First thanks to everyone for the encouragement  Bella and I completed our first ever agility class this morning and had an awesome experience!

The instructor is very knowledgable and very positive! Her corrections if the dog missed the obstacle - no reward but nothing negative just try again and reward success. She will be sending us video / training material to review. 

Bella and I have the least experience of any in the class and her comment when I worried about holding up the class was - she's happy to get a beginner that means she doesn't have to train out bad behaviors. She worked with us after class to help bring us up to speed.

I wish the class was longer than 4 weeks but I'm so very happy to get a good positive start! Can't wait to our next class :-D


----------



## lily cd re (Jul 23, 2012)

I recall that you had posted about being concerned about being asked to use a pinch collar for an agility class. Although I don't think I said anything in that thread I am glad you seem to have found the right kind of class. Agility is really best trained as all positive. You reward greatly for things done right and just try again when it isn't without even saying no or wrong. 

Have fun! Run clean and safe.


----------



## Quossum (Mar 18, 2011)

Congrats! Sounds like you found a good training center and instructor.
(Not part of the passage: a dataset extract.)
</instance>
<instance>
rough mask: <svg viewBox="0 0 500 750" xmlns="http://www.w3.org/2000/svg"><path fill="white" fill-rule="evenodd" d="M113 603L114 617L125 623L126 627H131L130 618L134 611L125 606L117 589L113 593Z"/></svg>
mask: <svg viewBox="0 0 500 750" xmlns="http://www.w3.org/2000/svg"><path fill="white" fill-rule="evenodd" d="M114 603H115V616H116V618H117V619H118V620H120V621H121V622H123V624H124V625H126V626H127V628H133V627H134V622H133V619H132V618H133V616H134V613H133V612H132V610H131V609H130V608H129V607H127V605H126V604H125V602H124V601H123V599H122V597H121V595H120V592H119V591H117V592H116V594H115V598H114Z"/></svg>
Your teacher has a point with the idea that it's almost easier to be new. In Sugarfoot's agility class right now there are three or four of us who have trained dogs in Agility before, and then all the rest are complete beginners with their first dogs. We all make mistakes--and our instructors have to repeatedly remind us experienced folk, "Remember, you've got a green dog now!" as we try to handle the way we do with our veteran dogs. 

You'll have a lot of fun! Good luck with it!

--Q


----------



## Minnie (Apr 25, 2011)

2nd class - Bella was limping earlier this week so I took her to the vet - X-rays were clean but rest was prescribed - she is fine now! But the vet recommended that we wait to return to agility class for a few weeks just to make sure. As she has legs like tooth picks I completely agreed.

So Gemma (9 month old Mini Aussie had her first class. I love this instructor - she really observed us and said that I'm being too negative with her (shocked at that) in even saying anything to her when we miss as she is very very sensitive gentle soul. No nasty collars in this class! I believe that Gemma will really blossom under her instruction. We only have two classes left with her but will start with another instructor this week (alternate days) and she really recommends this instructor for Gemma as she has a quiet, gentle, all happy training method - we want them to like to play with us anything more at this age beginner level is just a bonus 

So all in all I really have to thank everyone for their advise and kind words as I really think we have found our way.


----------



## Fbkathleen (Jan 9, 2012)

I am starting Enzo in agility this week and I am also a bit nervous as I do not know much about it. But my goal is twofold: first for him to have fun and second for a different approach supporting his obedience classes. What I do know is he loves to jump and run. I worry he will not be well behaved enough as he is 8 months and has that adolescent brain. He knows commands but considers their relevance to his life. Well we will see. I just enjoy him so much. 
Kathleen


----------